CECIMO believes that the recently-launched EU industry strategy could boost the integration of AM in more sectors, ensuring a more resilient and competitive manufacturing industry in Europe.
For these reasons, the CECIMO network is said to be committed to promoting the benefits of AM with policymakers and relevant stakeholders, to advocate for the inclusion of the sector in the implementation of the industry strategy.
4. Lack of skilled workforce can slow-down AM growth
The lack of skills in AM remains one of the biggest challenges for the sector’s potential. As one example, CECIMO noted that the quick adoption of AM solutions in hospitals will result in an immediate demand for a new specialised workforce.
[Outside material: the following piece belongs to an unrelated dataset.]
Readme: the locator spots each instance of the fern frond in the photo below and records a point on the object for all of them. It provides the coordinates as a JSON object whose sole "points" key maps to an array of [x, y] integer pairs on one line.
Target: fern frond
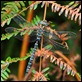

It is, therefore, essential to expand the pool of European workers who are able to work across the full AM work flow, from design to final parts, in different sectors. Many current initiatives and projects are aiming to tackle the skills shortage by answering the industry’s demand for personnel, CECIMO stated, rather than planning how to develop the needed competencies among workers.
CECIMO takes part in the European project SAM (Sector Skills Strategy in Additive Manufacturing) which, building on the results of the METALS project (MachinE Tool Alliance for Skills), is attempting to solve this issue by analysing current trends and identifying the skills that are needed today and will potentially be required in the future. These activities will enable the SAM project partners to anticipate future skills needs and redesign professional profiles according to the industry’s skills needs, among other things.